Tio menepikan mobil, berhenti menyetir, dan menatap Beny lekat-lekat, “Kita udah berulang kali bahas ini Ben. Nggak bisa kamu mempertahankan aku di tangan kiri sementara ada Lia di tangan kanan kamu! Lia perempuan baik-baik Ben, kasihan kalau sampai lama-lama dia menyadari ini semua. Aku juga udah nggak kuat lagi setiap hari lihat kalian berdua”

“Aku mau berusaha sesegera mungkin cari pinjeman untuk kredit rumah Yo. Aku dan Lia akan keluar dari rumah. Tapi please kamu jangan pergi dari sana….”
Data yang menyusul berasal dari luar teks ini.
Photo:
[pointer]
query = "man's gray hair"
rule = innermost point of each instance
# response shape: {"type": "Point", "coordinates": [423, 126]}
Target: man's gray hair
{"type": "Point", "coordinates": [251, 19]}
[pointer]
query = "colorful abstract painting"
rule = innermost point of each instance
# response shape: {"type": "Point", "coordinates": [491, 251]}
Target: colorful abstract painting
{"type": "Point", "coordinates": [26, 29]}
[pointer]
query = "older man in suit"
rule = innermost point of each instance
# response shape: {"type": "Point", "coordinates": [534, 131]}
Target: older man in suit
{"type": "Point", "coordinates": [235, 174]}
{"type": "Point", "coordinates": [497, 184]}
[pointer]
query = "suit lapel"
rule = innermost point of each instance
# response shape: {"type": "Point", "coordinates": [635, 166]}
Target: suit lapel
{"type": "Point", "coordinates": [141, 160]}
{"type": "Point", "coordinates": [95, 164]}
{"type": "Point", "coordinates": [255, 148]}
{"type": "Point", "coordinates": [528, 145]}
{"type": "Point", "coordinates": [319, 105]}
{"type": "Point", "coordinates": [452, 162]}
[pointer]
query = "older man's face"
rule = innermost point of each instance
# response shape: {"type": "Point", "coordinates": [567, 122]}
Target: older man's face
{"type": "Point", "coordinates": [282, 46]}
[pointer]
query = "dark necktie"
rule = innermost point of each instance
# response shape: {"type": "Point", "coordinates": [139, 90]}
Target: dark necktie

“Ini nggak akan ada selesainya Ben…kamu nggak ngerti juga”

Tio dan Beny lalu sama-sama terdiam. Sama-sama tak tahu lagi apa yang harus diucapkan…

Sepanjang perjalanan ke rumah Tio merenungi perkataan Beny, merenungi dirinya sendiri, merenungi nasibnya…

Dadanya kembali sesak, Tio merasa sudah saatnya dia memberanikan diri untuk pergi

Dibukanya list contact person di HP-nya, dia kirimkan pesan,

"Bro, aku lagi butuh banget kerjaan. Tapi cari yang di luar kota. Bisa bantu aku?”